Loppsi 2 : le fourre-tout sécuritaire

Christine Tréguier  • 11 février 2010 abonné·es

L’examen de la loi d’orientation et de programmation pour la performance de la sécurité (Loppsi) débute cette semaine à l’Assemblée. Seconde du genre, cette loi annoncée depuis fin 2007 par Michèle Alliot-Marie détermine les objectifs et les moyens, budgétaires techniques et juridiques, assignés aux forces de sécurité jusqu’en 2013. Ce texte fourre-tout passe sous le tapis la politique du chiffre et les réductions d’effectifs, et met surtout la priorité sur des investissements technologiques coûteux, à l’efficacité parfois douteuse.

Petit tour d’horizon des mesures les plus contestées :

• Le filtrage des contenus pédo-pornographiques imposé aux fournisseurs d’accès et aux hébergeurs, une technique peu fiable, vaine et onéreuse pour ses détracteurs. La Commission des lois a mis un bémol, en votant un amendement obligeant le ministère à faire valider sa liste noire de sites par un juge.

• L’extension de la vidéosurveillance – pardon, de la « vidéoprotection », vocable désormais imposé par la Loppsi.
L’État souhaitait donner aux préfets le pouvoir d’obliger les maires à installer, sur leurs deniers, des caméras de surveillance. Contesté à droite comme à gauche, l’amendement a été retiré, mais pourrait être récrit. En revanche, le préfet pourra prescrire en urgence l’implantation « provisoire » de caméras « en cas de manifestation ou de rassemblement de grande ampleur présentant des risques pour l’ordre public ». Les sociétés privées seront autorisées à en installer aux abords de leurs bâtiments dans les lieux « particulièrement exposés à des risques d’agression ou de vol » . Et c’est la Commission nationale de vidéoprotection, et non la Cnil, qui se voit confier la supervision de tous les systèmes implantés dans l’espace public.

• Les mouchards informatiques : sur ordonnance judiciaire, les enquêteurs de police pourront avoir recours à la captation des données informatiques de personnes suspectées, autrement dit savoir tout ce qui est tapé au clavier ou s’affiche sur l’écran des ordinateurs qu’elles utilisent.

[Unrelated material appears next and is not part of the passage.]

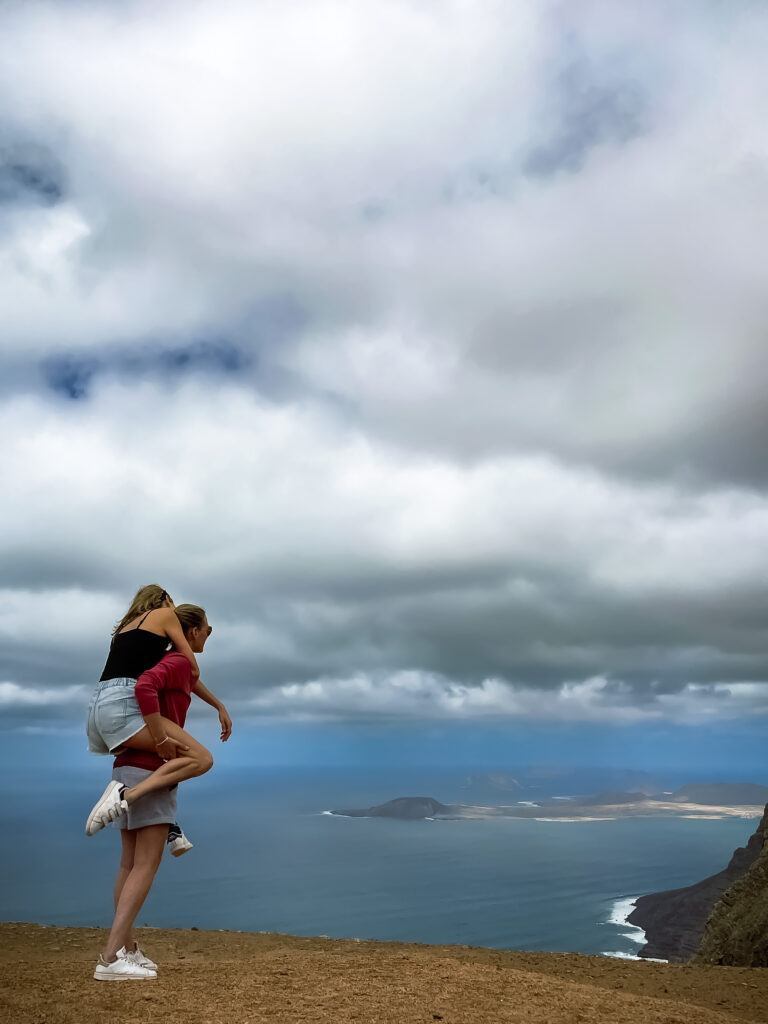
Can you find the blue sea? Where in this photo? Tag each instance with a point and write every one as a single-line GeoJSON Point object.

La pose de tels mouchards ne s’appliquerait qu’à la criminalité organisée mais, parmi les crimes visés, on trouve « la destruction de biens » ou encore « l’aide au séjour irrégulier ». De tels systèmes ont été bloqués aux États-Unis et en Allemagne, car portant trop atteinte à la vie privée.

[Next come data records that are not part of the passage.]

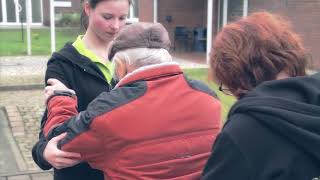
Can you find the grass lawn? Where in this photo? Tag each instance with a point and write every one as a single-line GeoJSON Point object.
{"type": "Point", "coordinates": [11, 43]}
{"type": "Point", "coordinates": [202, 75]}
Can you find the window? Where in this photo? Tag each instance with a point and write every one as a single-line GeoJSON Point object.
{"type": "Point", "coordinates": [36, 11]}
{"type": "Point", "coordinates": [11, 11]}
{"type": "Point", "coordinates": [9, 14]}
{"type": "Point", "coordinates": [231, 10]}
{"type": "Point", "coordinates": [134, 11]}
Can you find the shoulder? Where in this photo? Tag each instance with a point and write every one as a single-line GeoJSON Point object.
{"type": "Point", "coordinates": [226, 156]}
{"type": "Point", "coordinates": [107, 101]}
{"type": "Point", "coordinates": [200, 86]}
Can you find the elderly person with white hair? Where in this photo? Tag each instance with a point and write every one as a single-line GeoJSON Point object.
{"type": "Point", "coordinates": [155, 124]}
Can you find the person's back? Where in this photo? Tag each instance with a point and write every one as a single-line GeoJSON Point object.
{"type": "Point", "coordinates": [153, 127]}
{"type": "Point", "coordinates": [272, 132]}
{"type": "Point", "coordinates": [155, 124]}
{"type": "Point", "coordinates": [280, 134]}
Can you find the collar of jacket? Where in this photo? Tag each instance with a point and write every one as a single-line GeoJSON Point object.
{"type": "Point", "coordinates": [69, 53]}
{"type": "Point", "coordinates": [151, 72]}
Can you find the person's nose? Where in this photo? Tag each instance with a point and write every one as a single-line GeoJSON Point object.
{"type": "Point", "coordinates": [116, 25]}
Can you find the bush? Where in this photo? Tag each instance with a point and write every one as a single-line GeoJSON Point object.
{"type": "Point", "coordinates": [68, 20]}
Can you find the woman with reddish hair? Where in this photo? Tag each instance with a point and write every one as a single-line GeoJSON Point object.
{"type": "Point", "coordinates": [273, 131]}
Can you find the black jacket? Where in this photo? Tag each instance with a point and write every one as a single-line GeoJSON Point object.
{"type": "Point", "coordinates": [79, 73]}
{"type": "Point", "coordinates": [272, 133]}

• Le recours à la visioconférence dans le cadre des procédures pénales : afin d’économiser les escortes policières, le ministère entend faire des télé-auditions de détenus une règle, sauf demande motivée du magistrat. « L’audition dans le respect du contradictoire, en présence d’un avocat, c’est ce qui fait l’activité judiciaire au quotidien, explique Marie-Blanche Régnier, vice-présidente du Syndicat de la magistrature. Nous sommes farouchement contre. Il n’y a pas de confidentialité, le rapport entre le justiciable et le magistrat est faussé, et ça crée une inégalité de traitement entre les mis en cause détenus et les autres. » D’autant qu’à l’heure actuelle chaque juridiction ne dispose que d’un seul bureau équipé.

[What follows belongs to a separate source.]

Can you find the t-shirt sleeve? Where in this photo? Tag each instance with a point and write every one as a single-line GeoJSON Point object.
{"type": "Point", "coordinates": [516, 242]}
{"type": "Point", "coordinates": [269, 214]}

• Un fichier d’analyse sérielle pour la petite et moyenne délinquance : il s’agit, pour lutter contre la délinquance sérielle, d’autoriser la création de fichiers de rapprochement issus du croisement des fichiers d’antécédents judiciaires (Stic ou Judex). De tels fichiers, permettant d’analyser les similitudes de modes opératoires, existent pour les crimes graves. La Loppsi prévoit de les étendre aux infractions punies de cinq ans de prison au moins. Plus inquiétant, ils pourront également contenir des données sensibles (religieuses, ethniques, etc.) issues de sources ouvertes et des données figurant dans les systèmes d’informations d’autres administrations ou des opérateurs privés de téléphonie. La Cnil s’est dite « extrêmement réservée sur la mise en œuvre d’une telle extension ».